Project Spotlight: Rodanthe Bridge, Underground Transmission Division

Our Underground Division has wrapped up work on the Rodanthe Bridge Project, where our crews installed conduit and pulled cable under a 2.4-mile-long bridge over the Pamlico Sound in North Carolina.

NRE’s experience working on another bridge in the area meant we were an easy pick for the Rodanthe Bridge Project. “The fact that we got invited back speaks really highly of our team and the relationship we built with Cape Hatteras Electrical Co-op (CHEC) on the last project,” says Brian Garrett, Project Manager in the Underground Division, “plus it helped us build on that experience to provide an even smoother project this time around.”
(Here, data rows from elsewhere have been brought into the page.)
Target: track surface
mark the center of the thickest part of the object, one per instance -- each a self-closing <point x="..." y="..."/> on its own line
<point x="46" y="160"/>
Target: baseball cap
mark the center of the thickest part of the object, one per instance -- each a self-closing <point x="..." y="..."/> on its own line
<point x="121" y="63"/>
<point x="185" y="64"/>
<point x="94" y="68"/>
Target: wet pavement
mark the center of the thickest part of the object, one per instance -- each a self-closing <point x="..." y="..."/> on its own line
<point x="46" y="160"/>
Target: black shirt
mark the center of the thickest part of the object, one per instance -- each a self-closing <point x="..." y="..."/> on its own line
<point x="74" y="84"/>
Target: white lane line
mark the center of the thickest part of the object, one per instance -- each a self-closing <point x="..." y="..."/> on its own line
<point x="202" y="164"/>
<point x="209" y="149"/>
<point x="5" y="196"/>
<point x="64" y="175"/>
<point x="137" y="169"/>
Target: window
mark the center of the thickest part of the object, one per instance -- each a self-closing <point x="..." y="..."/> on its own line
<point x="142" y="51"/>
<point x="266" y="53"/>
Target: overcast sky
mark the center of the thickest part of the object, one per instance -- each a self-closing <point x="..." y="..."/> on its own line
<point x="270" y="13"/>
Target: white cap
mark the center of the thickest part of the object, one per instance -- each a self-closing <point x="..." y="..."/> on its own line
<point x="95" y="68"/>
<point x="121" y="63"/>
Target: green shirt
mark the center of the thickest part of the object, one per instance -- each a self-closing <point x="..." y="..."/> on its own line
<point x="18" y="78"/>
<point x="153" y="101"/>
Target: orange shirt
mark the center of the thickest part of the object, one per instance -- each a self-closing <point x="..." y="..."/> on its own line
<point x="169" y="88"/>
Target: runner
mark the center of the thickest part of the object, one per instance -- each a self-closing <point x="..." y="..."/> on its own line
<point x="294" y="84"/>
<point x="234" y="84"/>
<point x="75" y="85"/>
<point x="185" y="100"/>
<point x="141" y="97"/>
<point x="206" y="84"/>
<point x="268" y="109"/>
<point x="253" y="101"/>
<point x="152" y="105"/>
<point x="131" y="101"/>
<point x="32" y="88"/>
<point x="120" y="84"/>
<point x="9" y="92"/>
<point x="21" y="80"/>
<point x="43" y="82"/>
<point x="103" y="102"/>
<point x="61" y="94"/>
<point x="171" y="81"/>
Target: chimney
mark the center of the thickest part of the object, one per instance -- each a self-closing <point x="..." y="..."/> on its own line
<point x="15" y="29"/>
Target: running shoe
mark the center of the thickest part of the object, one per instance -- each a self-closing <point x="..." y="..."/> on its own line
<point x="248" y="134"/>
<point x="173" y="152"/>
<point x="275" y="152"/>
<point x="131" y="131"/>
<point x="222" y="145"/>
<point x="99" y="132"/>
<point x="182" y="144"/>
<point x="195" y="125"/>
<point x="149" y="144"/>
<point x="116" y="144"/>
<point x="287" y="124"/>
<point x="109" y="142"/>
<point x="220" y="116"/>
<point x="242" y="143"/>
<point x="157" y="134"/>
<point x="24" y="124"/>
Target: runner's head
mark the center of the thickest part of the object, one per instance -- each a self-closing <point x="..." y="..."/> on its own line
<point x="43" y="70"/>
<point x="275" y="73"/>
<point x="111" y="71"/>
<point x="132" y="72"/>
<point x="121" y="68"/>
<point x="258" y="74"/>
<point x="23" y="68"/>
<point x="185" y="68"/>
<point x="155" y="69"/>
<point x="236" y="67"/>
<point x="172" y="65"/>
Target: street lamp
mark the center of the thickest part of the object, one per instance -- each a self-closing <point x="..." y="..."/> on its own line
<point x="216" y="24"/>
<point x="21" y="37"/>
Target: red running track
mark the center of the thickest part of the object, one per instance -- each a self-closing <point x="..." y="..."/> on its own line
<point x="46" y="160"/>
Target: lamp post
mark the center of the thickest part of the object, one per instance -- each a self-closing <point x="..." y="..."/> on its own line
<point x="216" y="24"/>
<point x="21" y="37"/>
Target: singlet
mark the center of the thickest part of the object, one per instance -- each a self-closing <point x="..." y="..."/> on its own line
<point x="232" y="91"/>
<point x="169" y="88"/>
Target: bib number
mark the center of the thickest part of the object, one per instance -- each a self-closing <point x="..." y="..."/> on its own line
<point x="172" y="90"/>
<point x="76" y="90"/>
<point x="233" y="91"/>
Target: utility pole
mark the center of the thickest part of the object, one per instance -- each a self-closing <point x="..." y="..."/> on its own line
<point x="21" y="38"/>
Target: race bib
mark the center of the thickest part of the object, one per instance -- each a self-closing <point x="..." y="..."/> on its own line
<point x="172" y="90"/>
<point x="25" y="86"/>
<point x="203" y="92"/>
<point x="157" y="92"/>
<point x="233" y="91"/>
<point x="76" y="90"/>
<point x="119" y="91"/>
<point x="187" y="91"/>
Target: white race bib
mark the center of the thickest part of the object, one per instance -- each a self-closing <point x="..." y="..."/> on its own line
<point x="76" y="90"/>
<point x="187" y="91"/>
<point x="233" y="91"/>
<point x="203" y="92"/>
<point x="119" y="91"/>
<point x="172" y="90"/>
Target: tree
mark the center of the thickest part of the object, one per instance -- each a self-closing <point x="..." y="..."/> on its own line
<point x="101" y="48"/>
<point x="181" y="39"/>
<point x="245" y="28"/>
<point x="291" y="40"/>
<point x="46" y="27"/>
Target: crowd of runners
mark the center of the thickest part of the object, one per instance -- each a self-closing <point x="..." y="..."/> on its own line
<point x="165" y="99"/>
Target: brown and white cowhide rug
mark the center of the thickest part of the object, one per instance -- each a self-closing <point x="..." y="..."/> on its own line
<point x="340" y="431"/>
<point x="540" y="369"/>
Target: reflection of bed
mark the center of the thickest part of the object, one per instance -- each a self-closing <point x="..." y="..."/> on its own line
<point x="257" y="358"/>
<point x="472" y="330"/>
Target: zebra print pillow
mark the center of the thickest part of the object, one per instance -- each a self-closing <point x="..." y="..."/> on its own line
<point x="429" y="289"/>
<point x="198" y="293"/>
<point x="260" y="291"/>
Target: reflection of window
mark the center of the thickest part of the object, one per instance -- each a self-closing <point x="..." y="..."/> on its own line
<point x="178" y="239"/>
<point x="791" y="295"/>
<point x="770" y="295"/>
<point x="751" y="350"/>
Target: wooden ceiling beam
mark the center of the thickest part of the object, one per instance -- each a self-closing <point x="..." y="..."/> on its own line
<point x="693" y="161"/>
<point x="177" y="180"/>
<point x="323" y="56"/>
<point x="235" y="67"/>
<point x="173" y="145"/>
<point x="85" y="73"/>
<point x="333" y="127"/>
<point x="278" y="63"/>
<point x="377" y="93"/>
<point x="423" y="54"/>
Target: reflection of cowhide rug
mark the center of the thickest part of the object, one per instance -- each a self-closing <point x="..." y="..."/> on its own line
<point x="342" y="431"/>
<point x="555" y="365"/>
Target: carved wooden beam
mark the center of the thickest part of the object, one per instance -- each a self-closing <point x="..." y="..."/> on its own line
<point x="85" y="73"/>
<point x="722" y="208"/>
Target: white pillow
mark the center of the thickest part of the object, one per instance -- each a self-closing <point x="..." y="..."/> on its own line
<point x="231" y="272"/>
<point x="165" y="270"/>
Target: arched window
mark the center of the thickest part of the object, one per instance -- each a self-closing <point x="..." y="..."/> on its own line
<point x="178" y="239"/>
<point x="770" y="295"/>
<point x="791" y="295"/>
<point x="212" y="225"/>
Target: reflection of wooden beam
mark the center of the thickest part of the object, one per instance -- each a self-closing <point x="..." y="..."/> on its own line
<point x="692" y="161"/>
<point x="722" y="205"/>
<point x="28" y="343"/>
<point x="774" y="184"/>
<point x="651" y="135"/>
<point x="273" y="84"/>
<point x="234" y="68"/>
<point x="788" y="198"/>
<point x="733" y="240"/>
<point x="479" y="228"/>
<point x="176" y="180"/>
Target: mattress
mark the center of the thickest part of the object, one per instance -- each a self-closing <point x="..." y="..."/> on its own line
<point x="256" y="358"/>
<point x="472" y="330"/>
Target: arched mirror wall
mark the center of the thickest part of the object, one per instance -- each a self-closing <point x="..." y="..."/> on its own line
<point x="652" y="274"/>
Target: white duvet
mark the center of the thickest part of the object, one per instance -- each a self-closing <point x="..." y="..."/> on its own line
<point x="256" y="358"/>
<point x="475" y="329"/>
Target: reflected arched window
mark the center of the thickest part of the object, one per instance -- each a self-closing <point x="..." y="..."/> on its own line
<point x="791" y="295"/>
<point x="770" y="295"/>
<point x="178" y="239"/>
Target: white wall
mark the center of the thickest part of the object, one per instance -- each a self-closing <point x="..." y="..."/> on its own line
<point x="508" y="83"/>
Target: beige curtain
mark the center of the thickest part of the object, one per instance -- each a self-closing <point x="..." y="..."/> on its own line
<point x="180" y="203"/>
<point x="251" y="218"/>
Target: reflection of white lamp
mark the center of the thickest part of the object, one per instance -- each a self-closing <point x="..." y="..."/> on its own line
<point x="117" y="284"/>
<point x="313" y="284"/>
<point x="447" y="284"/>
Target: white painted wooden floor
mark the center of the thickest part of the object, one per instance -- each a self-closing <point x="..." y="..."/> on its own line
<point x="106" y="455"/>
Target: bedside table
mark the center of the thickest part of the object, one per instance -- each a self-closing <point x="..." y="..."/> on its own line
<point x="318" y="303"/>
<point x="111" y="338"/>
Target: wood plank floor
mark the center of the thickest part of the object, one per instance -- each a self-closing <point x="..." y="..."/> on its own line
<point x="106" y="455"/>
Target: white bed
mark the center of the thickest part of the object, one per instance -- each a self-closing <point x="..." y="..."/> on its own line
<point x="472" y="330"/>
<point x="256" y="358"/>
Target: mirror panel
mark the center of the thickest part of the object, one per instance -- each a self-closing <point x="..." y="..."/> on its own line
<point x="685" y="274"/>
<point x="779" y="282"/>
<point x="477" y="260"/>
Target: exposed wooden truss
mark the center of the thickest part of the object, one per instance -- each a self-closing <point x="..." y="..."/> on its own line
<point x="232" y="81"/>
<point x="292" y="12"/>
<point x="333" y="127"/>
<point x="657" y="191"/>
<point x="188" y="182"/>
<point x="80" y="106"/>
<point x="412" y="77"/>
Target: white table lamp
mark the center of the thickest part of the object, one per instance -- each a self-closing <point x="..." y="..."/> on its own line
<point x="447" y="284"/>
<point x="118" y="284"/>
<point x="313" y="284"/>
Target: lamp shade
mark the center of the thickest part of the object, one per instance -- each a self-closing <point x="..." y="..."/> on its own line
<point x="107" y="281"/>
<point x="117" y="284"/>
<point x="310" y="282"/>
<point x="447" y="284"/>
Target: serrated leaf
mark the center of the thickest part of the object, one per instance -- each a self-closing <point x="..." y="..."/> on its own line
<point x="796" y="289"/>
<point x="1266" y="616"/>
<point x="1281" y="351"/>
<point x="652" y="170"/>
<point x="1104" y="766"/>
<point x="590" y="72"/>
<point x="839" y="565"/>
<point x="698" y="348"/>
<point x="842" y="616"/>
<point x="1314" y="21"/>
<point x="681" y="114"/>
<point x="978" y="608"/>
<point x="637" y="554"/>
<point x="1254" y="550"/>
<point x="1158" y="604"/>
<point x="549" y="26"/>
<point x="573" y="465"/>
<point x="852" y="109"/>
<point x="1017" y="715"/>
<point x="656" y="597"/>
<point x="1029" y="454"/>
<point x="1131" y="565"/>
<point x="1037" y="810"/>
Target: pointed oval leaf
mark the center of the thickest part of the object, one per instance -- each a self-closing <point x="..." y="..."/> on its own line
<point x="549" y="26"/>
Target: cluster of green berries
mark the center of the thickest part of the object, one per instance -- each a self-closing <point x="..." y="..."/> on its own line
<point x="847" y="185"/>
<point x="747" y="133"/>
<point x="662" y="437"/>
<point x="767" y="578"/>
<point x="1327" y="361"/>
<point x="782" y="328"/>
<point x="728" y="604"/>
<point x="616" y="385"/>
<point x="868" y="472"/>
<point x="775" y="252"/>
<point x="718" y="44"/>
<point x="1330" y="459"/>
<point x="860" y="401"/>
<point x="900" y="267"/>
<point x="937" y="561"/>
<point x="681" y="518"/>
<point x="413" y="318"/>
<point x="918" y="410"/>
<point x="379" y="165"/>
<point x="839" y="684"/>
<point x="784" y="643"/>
Heavy machinery on a worksite

Being Prepared and Staying Flexible

Of course, no matter how smooth the project is, any cable pull project has its complexities that can’t be avoided. The crews were originally scheduled to take a break over the summer months to keep both lanes of the bridge open for summer vacation traffic. However, due to some necessary changes to the plan by CHEC, our crews continued to work through the summer. That meant that we would now be working through hurricane season.

“The scaffolding that we installed for our crews to work under the bridge was not rated for high wind speeds that you’d get during a hurricane,” explained Garrett. “We had four total scaffolding structures that take about a week to disassemble, so we knew we needed to make an action plan in case a hurricane ended up heading our way so that we’d have time to get everything disassembled and out of the way by the time the hurricane arrived.”

Luckily only two hurricanes might have been an issue, and both completely missed the area. But our project management team and crews were prepared well in advance in case they did arrive.

Rigging on the Rodanthe Bridge

Another issue that our crews needed to address required a custom tool to be designed to get the job done. “The last bridge we worked on had windows in the floor of it so we were able to use those windows to pull the cable through,” says Garrett. “There weren’t any windows on this bridge, though, so one of NRE’s Superintendents, Tim Daniels, designed and fabricated a custom piece of equipment that allowed us to run our cable and pulling lines over the side of the bridge, around, and underneath it, and then back in line to be able to pull the cable straight through the conduit.”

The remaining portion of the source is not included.